CHICAGO — Wisconsin will enter the market as soon as Wednesday with up to $276 million of general obligation refunding bonds to complete a debt restructuring originally held up by the controversy earlier this year over Gov. Scott Walker’s move to curtail the collective bargaining rights of most public unions.
The deal will take out $225.6 million of notes privately placed with Citibank. The remaining bonds will current refund other GOs.
The state used the notes to pay off debt service that came due May 1, easing pressure on the operating budget.
The state will amortize the debt service that had been due May 1 over 10 years, according to capital finance director Frank Hoadley.
“There are also now some maturities that have come into the money for economical savings,” adding to the size of the deal, Hoadley said.
Ahead of the issue, Fitch Ratings and Standard & Poor’s affirmed the state’s AA rating and Moody’s Investors Service affirmed its Aa2 on the new deal and $4.6 billion of outstanding GOs.
Walker, a Republican, included the authorization for $165 million of debt restructuring in his budget-repair bill released earlier this year to address the deficit in the current budget, which runs through June 30.
Wisconsin already had authorization to sell $61 million of restructuring bonds.
The bill also included increased employee health-care premiums and pension contributions and curtailed collective bargaining rights.
With Republican majorities in the Legislature, Walker expected easy passage, but because of the inclusion of the fiscal items, at least one Democratic senator was needed to establish a quorum.
Democrats fled the state in February over opposition to the GOP’s union-stripping provisions. Republicans later removed the restructuring from the measure, eliminating the need for a Democrat to be present, and passed the other pieces of the legislation.
The debt restructuring later passed with bipartisan support but the state remained under the gun to get the transaction completed because of an April 14 deadline to fund the May 1 debt service payment, so officials decided to privately place notes in anticipation of a traditional refunding at a later date.
Citi is the senior manager and Loop Capital Markets LLC is co-senior. Foley & Lardner LLP is bond counsel.
Hoadley said he expects to follow up the sale with new-money GOs over the summer and up to $800 million of operating notes in June.
Wisconsin also will release a request for proposals to update its list of qualified underwriters and bond counsel later this month.
Lawmakers continue to work on passing a new two-year budget.
Walker has proposed a $59 billion budget that would eliminate a $3.6 billion deficit with steep cuts.
The budget trims $1.2 billion in local government assistance, $494 million from Medicaid, and $250 million to higher education.
It includes an additional $439 million of debt restructuring.
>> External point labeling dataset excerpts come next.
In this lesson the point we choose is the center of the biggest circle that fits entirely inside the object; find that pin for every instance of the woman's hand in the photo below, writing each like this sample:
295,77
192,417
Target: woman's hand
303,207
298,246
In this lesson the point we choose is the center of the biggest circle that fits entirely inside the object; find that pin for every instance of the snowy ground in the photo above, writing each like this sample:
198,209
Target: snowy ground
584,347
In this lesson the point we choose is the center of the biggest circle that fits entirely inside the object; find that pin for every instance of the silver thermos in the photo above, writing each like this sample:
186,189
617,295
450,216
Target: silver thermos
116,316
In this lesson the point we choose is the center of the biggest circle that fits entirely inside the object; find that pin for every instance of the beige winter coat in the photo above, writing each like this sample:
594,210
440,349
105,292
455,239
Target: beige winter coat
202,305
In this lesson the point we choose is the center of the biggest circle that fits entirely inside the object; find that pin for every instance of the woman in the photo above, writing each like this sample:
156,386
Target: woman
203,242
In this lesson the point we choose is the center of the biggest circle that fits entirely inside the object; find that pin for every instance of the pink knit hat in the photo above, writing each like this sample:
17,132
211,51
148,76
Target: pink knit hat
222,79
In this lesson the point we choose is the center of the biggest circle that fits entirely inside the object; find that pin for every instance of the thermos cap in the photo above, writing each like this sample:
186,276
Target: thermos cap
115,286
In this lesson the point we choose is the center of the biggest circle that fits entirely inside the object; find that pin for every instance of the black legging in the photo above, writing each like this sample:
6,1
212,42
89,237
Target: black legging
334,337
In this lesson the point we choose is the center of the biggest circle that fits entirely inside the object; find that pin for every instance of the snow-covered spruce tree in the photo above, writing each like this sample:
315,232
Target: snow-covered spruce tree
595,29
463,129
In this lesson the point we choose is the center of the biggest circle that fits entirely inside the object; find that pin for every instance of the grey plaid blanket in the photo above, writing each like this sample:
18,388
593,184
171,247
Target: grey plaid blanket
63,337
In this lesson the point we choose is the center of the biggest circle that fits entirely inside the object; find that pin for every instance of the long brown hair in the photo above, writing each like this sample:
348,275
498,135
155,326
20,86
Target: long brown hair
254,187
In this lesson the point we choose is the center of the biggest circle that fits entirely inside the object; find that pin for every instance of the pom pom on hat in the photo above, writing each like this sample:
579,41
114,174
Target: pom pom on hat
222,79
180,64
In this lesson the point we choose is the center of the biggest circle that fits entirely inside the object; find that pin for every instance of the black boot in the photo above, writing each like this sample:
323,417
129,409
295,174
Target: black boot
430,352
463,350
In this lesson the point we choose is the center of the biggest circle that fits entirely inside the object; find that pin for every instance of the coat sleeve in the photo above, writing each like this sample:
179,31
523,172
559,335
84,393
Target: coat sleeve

While the restructuring is a non-recurring revenue source, it represents a significant drop over past budgets that have relied heavily on one-shot solutions.
“The stable outlook reflects our expectation that Wisconsin’s trend of fiscal discipline, which has significantly reduced structural budget deficits in the past several years, will continue, and that the state will act purposefully and quickly to address any budget imbalances,” analyst John Kenward wrote in Standard & Poor’s new report.
Moody’s said the rating is supported by the state’s improved liquidity position as well as its fully funded pension system and limited other post-employment benefits liabilities, which “eliminate long-term budgetary pressure that other states will have.”
Wisconsin remains challenged by a weak financial position and reliance on non-recurring measures to address shortfalls.